Lancet, Guttmacher Publish Abortion-Centered Wish List Ahead of World Health Assembly

By | May 10, 2018

WASHINGTON, D.C., May 11 (C-Fam)  Advocates for abortion and “sexual rights” have worked for decades to advance their agenda at international institutions, but have never won global consensus. This week they launched a series of papers in hopes of influencing the upcoming World Health Organization’s governing body, the World Health Assembly, which meets later this month in Geneva and sets forth the WHO’s agenda.

The United States contributed or was assessed nearly half a billion dollars to fund that agenda in 2017.

At an event in South Africa on Tuesday, the Guttmacher Institute unveiled an ambitious agenda to define and advance “sexual and reproductive health and rights” (SRHR)—which unambiguously includes abortion, and not only where currently legal.

Published in the Lancet, the new Commission was several years in the making and sets out to “comprehensively” define SRHR, which has been rejected by nations at the UN General Assembly and has never been formally defined or accepted in a global binding agreement. The proposed definition explicitly includes “safe” abortion and comprehensive sexuality education, which are among the most contentious issues in UN negotiations.

Also called for by the Commission—but absent from UN consensus—are hormone therapy for those identifying as transgender and possible changes in law “related to infertility treatment, adoption, and surrogacy” to enable same-sex couples to start families.

Like many other UN agencies, the WHO answers to the nations of the world for its authority, but is also a large bureaucracy with a history of exceeding its mandate. In recent years, it has published guidance documents on “safe abortion” that explicitly undermine the right of countries to set their own laws and policies on the legality of abortion and place the conscience rights of health care workers second to the “right” of women to access abortion procedures. Last year, the WHO launched a global database of abortion laws and policies—explicitly for the purpose of eliminating barriers to “safe abortion”—on the website SRHR.org.

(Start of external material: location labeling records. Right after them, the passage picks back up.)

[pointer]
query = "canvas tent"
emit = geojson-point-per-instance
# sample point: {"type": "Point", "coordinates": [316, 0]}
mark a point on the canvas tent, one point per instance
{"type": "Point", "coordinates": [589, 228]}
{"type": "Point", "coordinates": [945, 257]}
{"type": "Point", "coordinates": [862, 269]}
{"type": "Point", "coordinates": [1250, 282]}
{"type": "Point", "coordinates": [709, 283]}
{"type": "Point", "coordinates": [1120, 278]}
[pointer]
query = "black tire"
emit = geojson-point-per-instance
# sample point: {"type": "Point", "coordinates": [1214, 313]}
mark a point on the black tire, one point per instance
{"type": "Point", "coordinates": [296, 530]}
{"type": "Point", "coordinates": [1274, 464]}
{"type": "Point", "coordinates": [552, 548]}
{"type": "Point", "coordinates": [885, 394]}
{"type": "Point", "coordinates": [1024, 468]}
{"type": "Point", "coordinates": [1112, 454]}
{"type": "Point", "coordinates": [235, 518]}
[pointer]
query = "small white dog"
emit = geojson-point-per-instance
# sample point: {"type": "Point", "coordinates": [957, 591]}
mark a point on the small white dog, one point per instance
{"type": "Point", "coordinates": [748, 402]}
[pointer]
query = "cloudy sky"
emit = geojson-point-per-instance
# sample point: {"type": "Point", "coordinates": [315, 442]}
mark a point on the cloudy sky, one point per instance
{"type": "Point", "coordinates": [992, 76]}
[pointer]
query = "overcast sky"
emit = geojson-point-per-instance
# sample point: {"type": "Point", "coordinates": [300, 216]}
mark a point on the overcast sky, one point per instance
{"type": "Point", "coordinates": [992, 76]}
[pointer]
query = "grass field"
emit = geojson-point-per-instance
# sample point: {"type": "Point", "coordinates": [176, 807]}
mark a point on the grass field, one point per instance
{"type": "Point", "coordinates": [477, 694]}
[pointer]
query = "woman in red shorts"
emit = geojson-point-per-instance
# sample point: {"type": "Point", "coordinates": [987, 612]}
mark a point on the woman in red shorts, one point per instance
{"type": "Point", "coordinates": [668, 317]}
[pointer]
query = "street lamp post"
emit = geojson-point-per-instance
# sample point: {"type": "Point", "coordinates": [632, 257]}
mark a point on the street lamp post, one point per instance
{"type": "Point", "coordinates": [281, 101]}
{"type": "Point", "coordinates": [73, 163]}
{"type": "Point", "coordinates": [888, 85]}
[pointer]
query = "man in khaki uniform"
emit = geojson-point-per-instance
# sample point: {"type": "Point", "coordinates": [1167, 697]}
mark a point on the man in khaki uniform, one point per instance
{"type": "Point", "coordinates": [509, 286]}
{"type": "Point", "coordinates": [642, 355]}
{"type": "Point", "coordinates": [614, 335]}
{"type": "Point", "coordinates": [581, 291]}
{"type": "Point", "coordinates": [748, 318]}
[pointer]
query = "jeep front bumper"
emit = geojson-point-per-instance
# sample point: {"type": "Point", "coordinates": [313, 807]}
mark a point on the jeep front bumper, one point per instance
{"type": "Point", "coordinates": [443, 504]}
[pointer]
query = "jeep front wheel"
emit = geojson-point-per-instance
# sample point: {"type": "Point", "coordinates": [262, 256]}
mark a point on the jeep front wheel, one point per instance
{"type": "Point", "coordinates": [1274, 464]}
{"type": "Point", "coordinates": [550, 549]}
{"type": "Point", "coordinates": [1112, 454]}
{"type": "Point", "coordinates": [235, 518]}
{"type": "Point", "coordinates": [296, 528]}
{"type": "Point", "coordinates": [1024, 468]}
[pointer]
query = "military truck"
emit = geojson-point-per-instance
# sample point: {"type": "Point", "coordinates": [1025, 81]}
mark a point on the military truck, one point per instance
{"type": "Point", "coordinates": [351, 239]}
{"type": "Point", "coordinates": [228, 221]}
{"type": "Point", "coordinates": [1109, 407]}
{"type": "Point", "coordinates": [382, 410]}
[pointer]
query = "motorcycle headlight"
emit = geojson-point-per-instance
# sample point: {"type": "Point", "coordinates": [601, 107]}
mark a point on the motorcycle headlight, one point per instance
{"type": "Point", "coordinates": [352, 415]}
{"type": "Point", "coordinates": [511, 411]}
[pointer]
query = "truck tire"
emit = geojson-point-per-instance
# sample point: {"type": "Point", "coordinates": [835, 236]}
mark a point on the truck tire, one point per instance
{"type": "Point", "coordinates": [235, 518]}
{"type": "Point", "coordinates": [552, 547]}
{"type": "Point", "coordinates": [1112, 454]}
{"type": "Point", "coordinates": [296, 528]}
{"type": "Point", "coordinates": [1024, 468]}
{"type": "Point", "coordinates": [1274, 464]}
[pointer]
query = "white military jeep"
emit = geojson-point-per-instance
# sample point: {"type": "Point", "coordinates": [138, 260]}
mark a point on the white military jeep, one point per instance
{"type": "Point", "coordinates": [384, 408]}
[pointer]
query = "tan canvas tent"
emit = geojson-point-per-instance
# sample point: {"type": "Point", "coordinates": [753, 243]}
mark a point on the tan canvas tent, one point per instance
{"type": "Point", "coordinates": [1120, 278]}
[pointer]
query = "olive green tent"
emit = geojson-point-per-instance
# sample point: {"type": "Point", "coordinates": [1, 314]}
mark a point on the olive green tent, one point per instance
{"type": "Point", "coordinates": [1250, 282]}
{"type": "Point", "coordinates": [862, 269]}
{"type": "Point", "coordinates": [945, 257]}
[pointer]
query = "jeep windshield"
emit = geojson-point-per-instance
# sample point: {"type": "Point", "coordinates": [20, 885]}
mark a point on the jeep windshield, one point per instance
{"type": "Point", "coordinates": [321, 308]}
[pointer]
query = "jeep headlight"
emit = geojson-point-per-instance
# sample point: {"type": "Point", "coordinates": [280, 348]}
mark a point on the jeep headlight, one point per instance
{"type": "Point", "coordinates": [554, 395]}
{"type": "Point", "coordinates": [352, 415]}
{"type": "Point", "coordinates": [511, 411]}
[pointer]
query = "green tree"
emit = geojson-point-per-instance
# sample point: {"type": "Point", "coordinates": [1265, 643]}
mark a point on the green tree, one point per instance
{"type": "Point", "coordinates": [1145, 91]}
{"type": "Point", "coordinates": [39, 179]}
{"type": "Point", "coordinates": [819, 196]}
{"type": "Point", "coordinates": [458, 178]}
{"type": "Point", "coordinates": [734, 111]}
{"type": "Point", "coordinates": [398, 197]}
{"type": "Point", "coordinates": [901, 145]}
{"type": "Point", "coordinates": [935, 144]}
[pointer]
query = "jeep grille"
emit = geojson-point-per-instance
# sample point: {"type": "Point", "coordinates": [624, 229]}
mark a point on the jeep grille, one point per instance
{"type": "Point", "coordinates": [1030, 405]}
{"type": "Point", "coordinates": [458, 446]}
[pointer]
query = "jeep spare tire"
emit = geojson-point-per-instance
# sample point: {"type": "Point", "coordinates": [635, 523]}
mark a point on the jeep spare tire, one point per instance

With regard to the new Lancet-Guttmacher Commission on SRHR, the WHO is careful to acknowledge its limits, while telegraphing strong support for the recommendations it contains. The Commission includes a disclaimer saying WHO-affiliated co-authors are solely responsible for their views, which “do not necessarily represent the decisions, policy, or views of WHO.” Yet published alongside the Commission in a separate comment is a statement by the heads of WHO and UNFPA saying the two agencies “welcome the report” and acknowledging that a “strategic priority” for both agencies is universal health coverage that includes “as detailed in the report and in line with existing WHO guidelines” a list of things that includes “safe abortion” and “comprehensive sexuality education.”

While the Commission draws heavily on the language of human rights to defend its strategy, neither its recommendations nor its notion of what constitute a human right are the result of global consensus, leaving open the question of the source of their moral authority. At best, they offer Guttmacher-generated “evidence” which cannot resolve the fundamental philosophical questions at stake. Nevertheless, as stated in an accompanying editorial co-authored by Lancet editor Richard Horton, “while globally conservative forces are rallying, so is a committed and organised response.”

As if the unsuccessful attempt to establish a global right to abortion at the International Conference on Population and Development in 1994—and every attempt since—were anything but committed and organized.